Rachel Podger’s 1999 Bach Sonatas & Partitas is the rare solo violin recording that makes you forget the microphone exists. She plays with a singing, unhurried intelligence that reveals new harmonic shadows on every listen. If you only own one Bach violin recording, this should be it.
The first time I heard Rachel Podger’s Bach, I was sitting on the floor of a friend’s apartment, his old Quad amps glowing in the dark like a pair of eyes. I hadn’t heard the note yet, but I could feel the bow set to string — the sharp intake of air before the music begins.
Then the G minor Sonata opened, and the room changed.
That was 1999. I didn’t know the name yet, only that this was something different from the competent, sterile solo violin records I’d stored up. This one breathed. This one let the wood sing.
The Room
Jared Sacks recorded Podger in All Saints’ Church, East Finchley, London over four days in November 1998. The church has a live, warm acoustic — not the cathedral reverb that blurs lines, but the kind of clarity that lets a single violin fill a room without any electronic trickery.
Sacks used a pair of Schoeps CMC 5 microphones in a near-coincident pair, feeding directly to a Sony PCM-9000 digital recorder at 24/96. No compression. No EQ beyond what the room and the microphones naturally gave him. The result is a recording that feels like you’re sitting ten rows back, eyes closed, the bow hair grazing the string three feet from your ear.
You can hear her breathing. You can hear the shifting of weight between her feet. You can hear the silence between the notes hold its own voice.
The Player
Podger came to this music through the English baroque violin tradition — she studied with Simon Standage, played with the Orchestra of the Age of Enlightenment, and had already made a name for herself in the earlier music scene. But this was her first major solo statement. She was 31.
Her Bach is not the grand, cathedral-scaled architecture that some players impose. It’s closer to conversation — a phrase begins, pauses, answers itself. She uses subtle portamento, the slight slide between notes that marks the older way of thinking, but she never romanticizes it. The Ciaccona from the D minor Partita is the centerpiece here, and she plays it with a steady, almost grim determination that doesn’t sacrifice the dance beneath the darkness.
She also lets the double-stops ring. Where many players clip chords to keep them clean, Podger allows the resonance to bloom, creating a halo of overtones that makes a single violin sound almost orchestral.
It is not a perfect recording. There are moments where the bow catches a little too hard, where the intonation sits a hair wide. That is what makes it worth returning to. Perfection in solo Bach is a lie. Presence is the truth.
And then the final chord of the B minor Partita rings out, and you’re left alone in the room with the last echo.
That’s the whole point.
🎵 Key Takeaways
- Recorded in All Saints' Church, East Finchley, November 1998.

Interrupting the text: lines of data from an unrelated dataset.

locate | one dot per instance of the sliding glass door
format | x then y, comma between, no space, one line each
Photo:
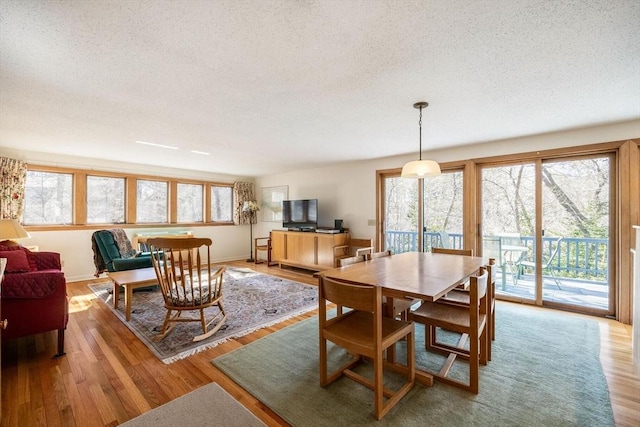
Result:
509,223
420,214
547,223
576,219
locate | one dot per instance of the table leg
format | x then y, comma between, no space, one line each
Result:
391,351
116,294
128,296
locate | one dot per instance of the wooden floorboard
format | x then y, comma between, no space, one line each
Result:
108,376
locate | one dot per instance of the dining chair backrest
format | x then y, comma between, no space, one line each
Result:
492,248
445,239
364,335
358,297
351,260
447,251
548,260
379,254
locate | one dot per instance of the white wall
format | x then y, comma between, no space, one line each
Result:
74,246
345,191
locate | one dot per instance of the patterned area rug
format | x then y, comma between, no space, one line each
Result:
251,300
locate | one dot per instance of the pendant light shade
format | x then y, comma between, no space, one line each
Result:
420,168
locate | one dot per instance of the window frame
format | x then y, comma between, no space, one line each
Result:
79,207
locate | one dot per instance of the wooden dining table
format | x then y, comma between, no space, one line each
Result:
420,275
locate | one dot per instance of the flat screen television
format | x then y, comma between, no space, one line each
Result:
300,214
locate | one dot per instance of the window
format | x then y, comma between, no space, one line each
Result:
221,203
152,201
443,210
105,200
190,203
48,198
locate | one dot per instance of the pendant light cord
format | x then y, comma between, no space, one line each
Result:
420,124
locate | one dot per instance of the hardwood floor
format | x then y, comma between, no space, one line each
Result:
108,376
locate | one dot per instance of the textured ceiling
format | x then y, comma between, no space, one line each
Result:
269,86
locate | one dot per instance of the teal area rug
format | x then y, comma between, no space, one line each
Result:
545,372
251,301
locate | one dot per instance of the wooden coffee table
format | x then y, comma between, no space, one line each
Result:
130,280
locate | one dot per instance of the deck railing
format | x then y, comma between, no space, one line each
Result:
581,258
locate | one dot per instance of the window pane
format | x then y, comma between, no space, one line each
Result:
443,211
221,204
152,201
190,203
48,198
401,220
105,200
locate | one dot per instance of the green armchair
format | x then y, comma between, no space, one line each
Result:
112,251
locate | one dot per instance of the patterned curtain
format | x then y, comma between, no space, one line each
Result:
242,192
13,174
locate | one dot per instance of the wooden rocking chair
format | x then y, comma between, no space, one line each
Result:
188,283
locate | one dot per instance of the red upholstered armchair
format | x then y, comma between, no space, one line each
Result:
34,294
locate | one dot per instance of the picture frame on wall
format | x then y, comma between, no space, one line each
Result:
271,205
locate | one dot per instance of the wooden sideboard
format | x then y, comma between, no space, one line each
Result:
312,251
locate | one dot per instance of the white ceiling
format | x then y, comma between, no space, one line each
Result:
270,86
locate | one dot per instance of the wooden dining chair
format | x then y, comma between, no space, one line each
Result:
363,332
449,251
381,254
401,307
351,260
461,297
470,321
354,247
188,282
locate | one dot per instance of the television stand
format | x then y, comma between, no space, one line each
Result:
305,249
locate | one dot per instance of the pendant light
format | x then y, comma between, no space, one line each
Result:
420,168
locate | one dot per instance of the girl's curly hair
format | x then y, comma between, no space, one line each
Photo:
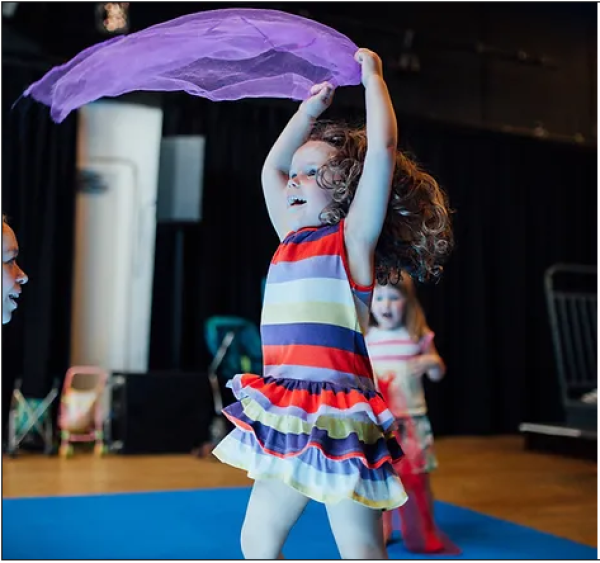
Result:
417,234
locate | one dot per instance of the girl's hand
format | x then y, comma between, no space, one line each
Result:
370,63
320,99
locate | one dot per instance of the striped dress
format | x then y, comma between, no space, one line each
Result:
315,420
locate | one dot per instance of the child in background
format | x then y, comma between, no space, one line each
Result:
401,349
346,205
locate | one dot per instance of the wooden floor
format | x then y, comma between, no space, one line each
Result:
491,475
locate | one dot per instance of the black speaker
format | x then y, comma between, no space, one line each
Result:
159,412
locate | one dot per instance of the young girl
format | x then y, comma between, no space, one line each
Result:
402,352
314,426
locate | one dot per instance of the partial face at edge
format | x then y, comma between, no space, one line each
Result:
305,199
12,276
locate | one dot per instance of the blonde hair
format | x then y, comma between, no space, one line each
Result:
413,316
417,232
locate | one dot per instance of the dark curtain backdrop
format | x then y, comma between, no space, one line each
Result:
520,205
38,187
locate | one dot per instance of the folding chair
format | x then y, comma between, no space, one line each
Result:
31,416
572,298
236,346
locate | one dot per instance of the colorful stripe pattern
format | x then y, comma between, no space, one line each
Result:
315,420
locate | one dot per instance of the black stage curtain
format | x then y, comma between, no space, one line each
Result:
38,195
521,205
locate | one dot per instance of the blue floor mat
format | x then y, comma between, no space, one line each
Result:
205,524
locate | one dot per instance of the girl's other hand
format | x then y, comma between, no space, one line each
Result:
320,99
370,63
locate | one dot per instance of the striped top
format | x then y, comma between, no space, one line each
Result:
390,351
314,315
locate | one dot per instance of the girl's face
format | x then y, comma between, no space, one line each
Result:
305,199
12,276
388,306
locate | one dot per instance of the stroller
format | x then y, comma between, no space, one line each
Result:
81,417
236,347
28,417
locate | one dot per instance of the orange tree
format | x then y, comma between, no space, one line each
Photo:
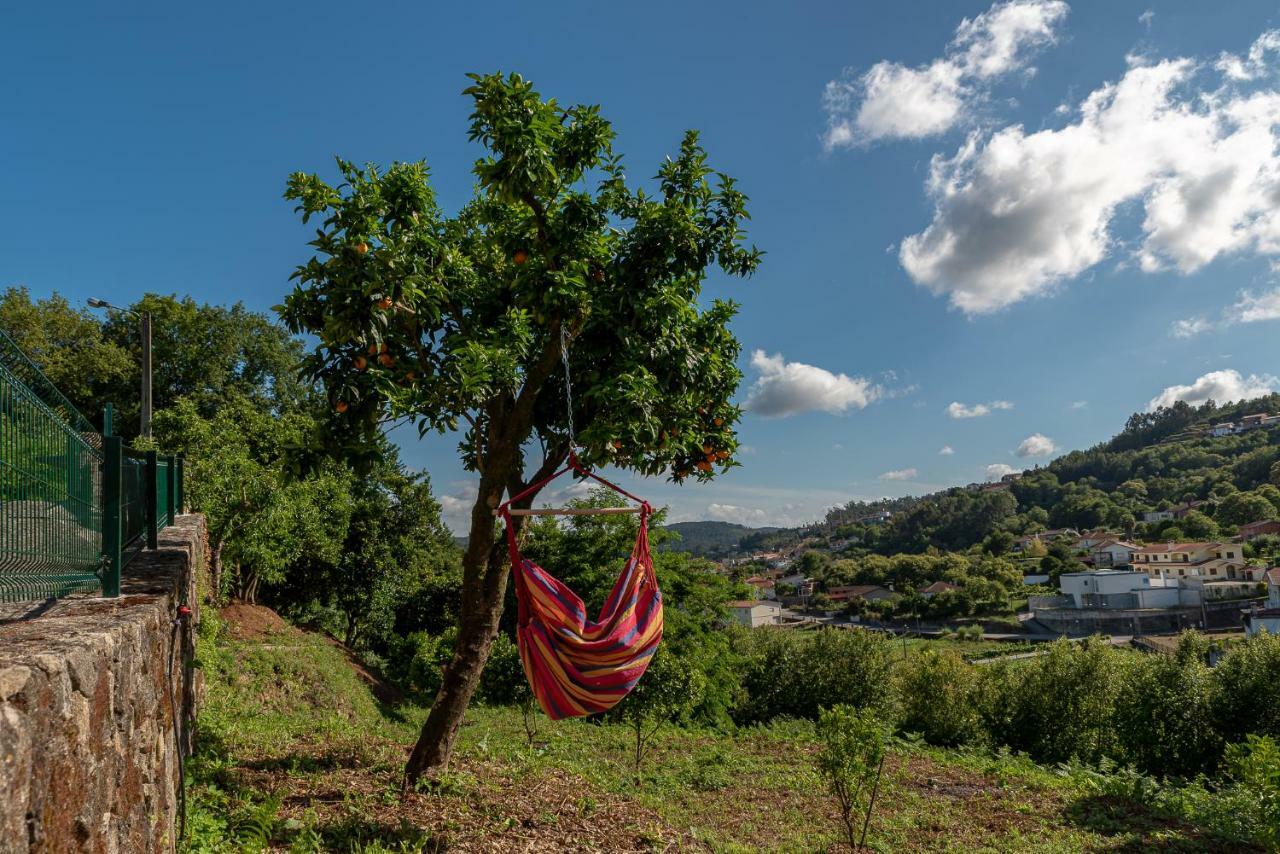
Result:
457,323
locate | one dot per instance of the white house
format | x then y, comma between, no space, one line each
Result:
1111,552
755,613
1106,588
1266,619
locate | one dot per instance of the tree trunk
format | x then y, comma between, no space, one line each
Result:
484,584
484,587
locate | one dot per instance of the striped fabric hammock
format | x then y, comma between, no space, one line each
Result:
579,666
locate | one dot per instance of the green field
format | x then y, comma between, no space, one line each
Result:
297,753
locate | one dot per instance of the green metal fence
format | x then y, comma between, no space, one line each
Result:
74,506
50,496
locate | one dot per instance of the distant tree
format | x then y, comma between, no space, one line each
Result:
71,348
1198,526
999,543
260,520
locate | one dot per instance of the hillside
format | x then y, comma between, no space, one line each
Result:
1168,459
296,753
709,538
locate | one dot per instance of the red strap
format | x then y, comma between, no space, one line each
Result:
574,465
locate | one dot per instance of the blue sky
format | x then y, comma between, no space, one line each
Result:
1050,211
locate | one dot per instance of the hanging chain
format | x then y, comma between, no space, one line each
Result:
568,388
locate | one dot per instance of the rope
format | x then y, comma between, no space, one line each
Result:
568,389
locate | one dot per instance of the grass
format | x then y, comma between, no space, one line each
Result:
296,754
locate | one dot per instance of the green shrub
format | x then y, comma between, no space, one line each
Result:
1164,716
1247,689
796,675
850,759
1059,706
937,698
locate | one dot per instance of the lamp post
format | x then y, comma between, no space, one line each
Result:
145,316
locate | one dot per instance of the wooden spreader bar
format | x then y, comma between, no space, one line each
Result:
570,511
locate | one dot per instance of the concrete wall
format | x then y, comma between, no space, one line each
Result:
88,741
1087,621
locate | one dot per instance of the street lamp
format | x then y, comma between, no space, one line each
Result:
145,316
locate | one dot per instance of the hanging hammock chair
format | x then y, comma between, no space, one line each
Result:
579,666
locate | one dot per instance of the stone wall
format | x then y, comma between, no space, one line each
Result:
88,693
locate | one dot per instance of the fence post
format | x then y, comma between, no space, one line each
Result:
112,448
172,492
182,484
152,501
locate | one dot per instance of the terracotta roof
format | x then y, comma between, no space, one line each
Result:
1166,548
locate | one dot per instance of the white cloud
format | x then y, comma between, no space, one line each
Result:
959,410
1189,328
456,506
891,100
1221,386
1253,307
1248,307
1037,444
1016,213
1255,63
789,388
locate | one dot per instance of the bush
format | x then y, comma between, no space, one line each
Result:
850,761
1247,689
938,699
1256,766
796,675
1164,715
1056,707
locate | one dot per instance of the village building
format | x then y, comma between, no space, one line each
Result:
755,613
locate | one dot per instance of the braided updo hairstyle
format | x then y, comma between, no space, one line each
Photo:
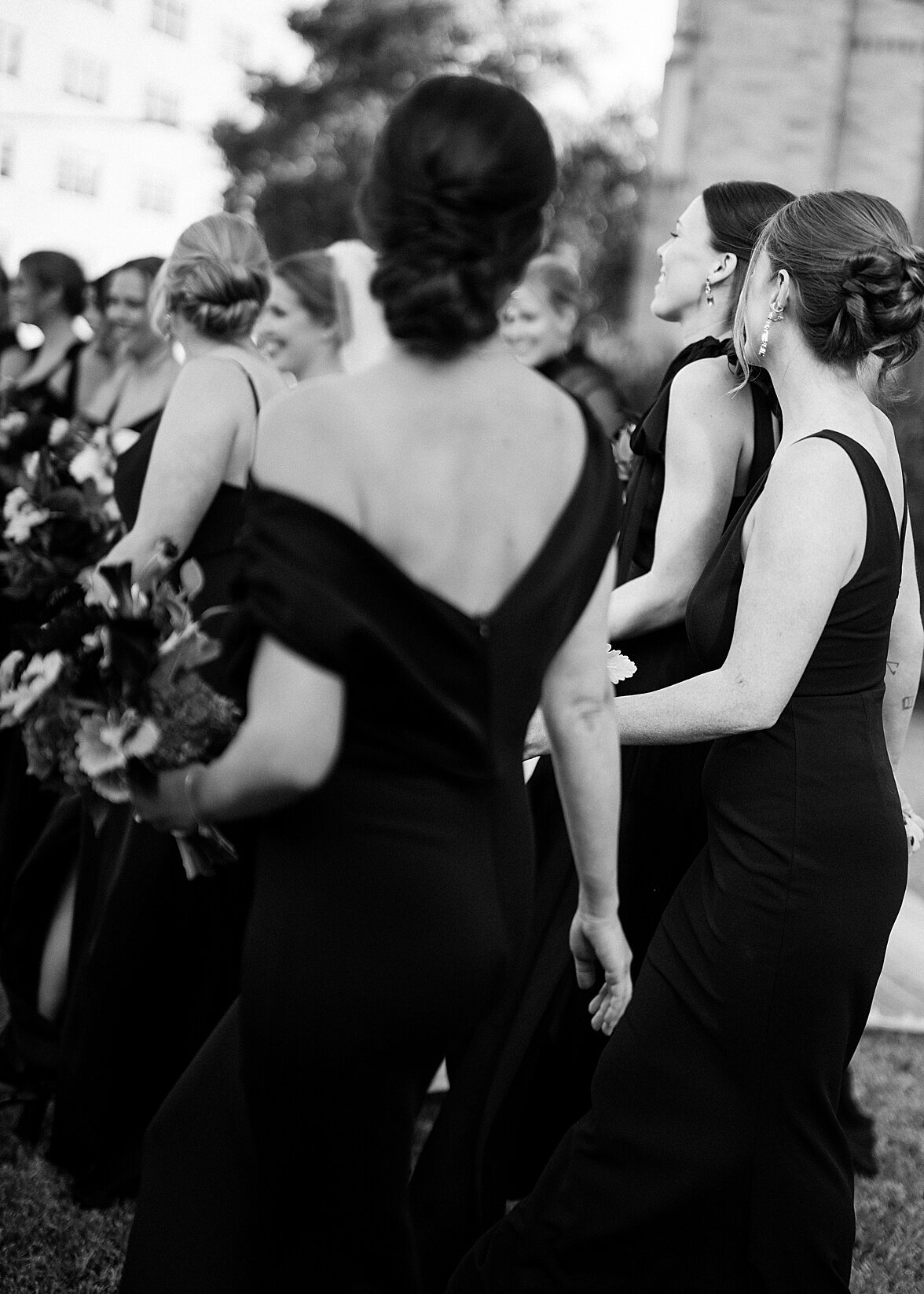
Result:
857,277
216,277
453,206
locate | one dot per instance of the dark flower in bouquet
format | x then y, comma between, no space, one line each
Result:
119,695
60,515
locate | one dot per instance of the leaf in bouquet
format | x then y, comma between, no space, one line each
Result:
132,654
40,674
192,580
158,564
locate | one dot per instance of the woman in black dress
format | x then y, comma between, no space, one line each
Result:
154,958
712,1158
526,1074
541,324
429,550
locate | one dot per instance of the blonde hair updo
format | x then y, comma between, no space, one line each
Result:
216,277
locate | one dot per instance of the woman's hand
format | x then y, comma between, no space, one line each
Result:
600,942
163,804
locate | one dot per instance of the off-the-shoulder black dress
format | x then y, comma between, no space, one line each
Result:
712,1160
388,906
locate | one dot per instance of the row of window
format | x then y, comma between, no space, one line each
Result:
82,174
167,16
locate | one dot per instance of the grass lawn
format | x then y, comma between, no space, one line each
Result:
50,1246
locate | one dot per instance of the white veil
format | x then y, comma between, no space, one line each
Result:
361,318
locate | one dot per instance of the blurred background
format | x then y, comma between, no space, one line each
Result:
122,120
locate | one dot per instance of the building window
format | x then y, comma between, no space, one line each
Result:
86,76
11,49
156,196
79,174
170,17
237,46
162,104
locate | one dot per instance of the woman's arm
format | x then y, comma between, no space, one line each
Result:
904,665
285,747
808,533
707,428
579,711
190,457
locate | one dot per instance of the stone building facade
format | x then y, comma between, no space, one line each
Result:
806,93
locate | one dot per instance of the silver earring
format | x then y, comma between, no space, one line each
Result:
773,317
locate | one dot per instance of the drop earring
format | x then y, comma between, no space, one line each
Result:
773,317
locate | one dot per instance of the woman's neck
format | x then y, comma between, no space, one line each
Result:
704,320
321,365
813,395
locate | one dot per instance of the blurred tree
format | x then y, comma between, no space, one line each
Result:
299,168
598,208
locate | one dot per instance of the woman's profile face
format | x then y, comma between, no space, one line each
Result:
126,308
534,329
686,256
289,334
25,299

- Schoeps CMC 5 microphones captured 24/96 digital without compression.
- You can hear her breathing and shifting weight between notes.
- Her Bach is conversational, not cathedral-scaled architecture.
- Ciaccona from D minor Partita is the centerpiece of the album.
What violin did Rachel Podger use for this recording?
She played a 1739 Giovanni Battista Guadagnini violin, which gives a warm, singing tone well-suited to Bach's complex lines.
Is this recording available in high-resolution audio?
Yes, Channel Classics released it in SACD and later in DSD and 24-bit FLAC formats. The original recording was made at 24/96.
How does Podger's approach differ from other famous Bach solo violin recordings?
She favors a more conversational, less architectural phrasing — less dramatic than Milstein, more introspective than Hahn, with a baroque instrumental feel that emphasizes resonance and breathing.